In the case where a swap cannot be used to evict an entry from the directory cache, the WayPoint controller must traverse the linked list of overflow entries, find or allocate a free record and descriptor, and fill the evicted entry into those
lines resident in memory. An example of when a swap would not occur is when a line is accessed for the first time at the directory, and thus needs to fill into the directory cache, but all directory entries in the set that the access maps to are valid. Under these conditions, an eviction is necessary and there is no swap candidate.
Note that entries in the directory cache that are in a transient state are not allowed to be evicted. An example of a transient state is an entry that is stalled waiting to collect invalidation requests while transitioning from the shared state to modified or exclusive state. The eviction can stall while the controller waits for responses to return. When the responses are collected, the target of the eviction is moved into a non-transient state. If transient requests were allowed to be evicted to the overflow directory, thrashing could occur.

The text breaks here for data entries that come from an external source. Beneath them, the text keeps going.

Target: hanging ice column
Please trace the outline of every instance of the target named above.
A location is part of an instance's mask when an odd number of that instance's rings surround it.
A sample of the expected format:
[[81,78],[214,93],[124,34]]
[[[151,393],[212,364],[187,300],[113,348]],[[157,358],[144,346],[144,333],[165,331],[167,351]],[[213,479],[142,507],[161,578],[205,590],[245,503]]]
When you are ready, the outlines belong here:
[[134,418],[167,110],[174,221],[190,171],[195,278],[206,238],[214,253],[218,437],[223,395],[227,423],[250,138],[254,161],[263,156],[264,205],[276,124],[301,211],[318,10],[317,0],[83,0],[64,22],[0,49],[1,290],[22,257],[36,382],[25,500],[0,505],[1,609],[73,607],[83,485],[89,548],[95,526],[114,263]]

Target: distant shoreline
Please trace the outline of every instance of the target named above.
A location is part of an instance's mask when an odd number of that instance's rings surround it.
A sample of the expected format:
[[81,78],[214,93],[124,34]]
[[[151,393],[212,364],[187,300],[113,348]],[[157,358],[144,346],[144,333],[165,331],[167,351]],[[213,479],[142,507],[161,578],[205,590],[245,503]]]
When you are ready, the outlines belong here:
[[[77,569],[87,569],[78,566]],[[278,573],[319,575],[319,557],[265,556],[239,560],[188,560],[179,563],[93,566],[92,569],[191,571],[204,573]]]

When an allocation in the overflow directory is required, the free list register is checked. If it is non-NULL, the head of the free list is swapped with its next pointer, and the allocated line is linked into the overflow list as a descriptor or into a descriptor as a newWayPoint record. Deallocation of a cleared descriptor or record is performed by setting the next pointer of the free block to the value in free list and then overwriting free list with the address of the free block. Note that operations performed to the free list are LIFO to increase the probability of a cache hit when the list is accessed. Since the values in lines in the free list are irrelevant, write-to-own semantics at the L3 forWayPoint could also reduce the latency of accessing lines in the free list by avoiding unnecessary off-chip memory accesses.

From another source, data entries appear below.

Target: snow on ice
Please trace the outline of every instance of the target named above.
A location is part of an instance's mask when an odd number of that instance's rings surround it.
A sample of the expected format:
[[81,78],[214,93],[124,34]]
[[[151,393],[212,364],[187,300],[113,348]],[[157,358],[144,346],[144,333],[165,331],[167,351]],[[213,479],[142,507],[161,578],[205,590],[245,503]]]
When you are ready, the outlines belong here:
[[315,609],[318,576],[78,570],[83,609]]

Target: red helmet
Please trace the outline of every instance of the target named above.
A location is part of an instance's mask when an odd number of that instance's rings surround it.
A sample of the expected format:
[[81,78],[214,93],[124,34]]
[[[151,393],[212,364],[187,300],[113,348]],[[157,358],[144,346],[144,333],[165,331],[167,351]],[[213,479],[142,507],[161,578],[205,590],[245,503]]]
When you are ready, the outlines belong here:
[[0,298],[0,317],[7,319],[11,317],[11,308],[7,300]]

If the free list pointer is NULL, a new line is allocated by incrementing the top of heap register to generate an address that maps into the address region cached by the cache bank associated with the directory. The heap is only used to allocate lines since allocated lines are either used by the overflow directory or
the lines are in the free list. We allocate the maximum space required for all possible entries expected, i.e., there will never be an out-of-memory condition. It is possible to handle out-of-memory conditions by invalidating current overflow entries, but for simplicity we do not investigate such measures in this dissertation. Fragmentation may also be possible in overflow lists if a large number of records are allocated and then freed, but not cleared and deallocated. Compaction could be performed periodically to address this issue, but fragmentation was not found to be an issue in our implementation.
7.3
Summary and Discussion
In the design, implementation, and evaluation of WayPoint, we observe poten- tial bottlenecks and optimization opportunities to be addressed in future work. Ordering of overflow entries in the overflow directory, replacement policy for the directory cache, and the extra time required to determine if a directory cache miss is an overflow directory hit are potential bottlenecks. While added overhead due to ordering of overflow lists and traversals for determining residency in the overflow list would appear to be performance-limiting, they were not found to be a first-order concern in our initial implementation. LRU replacement in the directory cache was also suitable for WayPoint; however, we found it to be a poor choice for a fixed directory without WayPoint due to the filtration effect of lower-level caches with regard to directory cache criticality information.
7.3.1
Optimizations
The length of overflow lists could be reduced by increasing the number of lists in the WayPoint design. Such a technique trades off additional area to implement more head pointer registers for faster searches due to reduced list length. A second
potential mechanism is a counting Bloom filter [101] that uses hashes of directory entry addresses to increment counters when an entry is inserted into the overflow list. Finally, the order of entries in the lists could be modified dynamically to put frequently accessed entries near the beginning of the list to reduce traversal time. Incomplete knowledge of memory access patterns limits the performance of di- rectory cache replacement policies. Propagating LRU status from low-level caches to the directory using a side channel could mitigate the problem of LRU invali- dating directory cache entries that are often accessed by first-level caches but are seldom accessed at the directory. However, WayPoint already deals with such cases by avoiding invalidation, and insteadWayPoint uses overflow lists making replacement policy much less of a concern.
The WayPoint controller must access memory where the overflow lists are stored. In doing so, WayPoint must contend with normal requests for access to the top-level caches and the memory controller. In practice, the impact of contention is low since WayPoint must only access the data cache on a miss in the directory cache, which is the infrequent case, and many of those accesses hit in the LLC, minimizing the memory bandwidth requirements of the directory.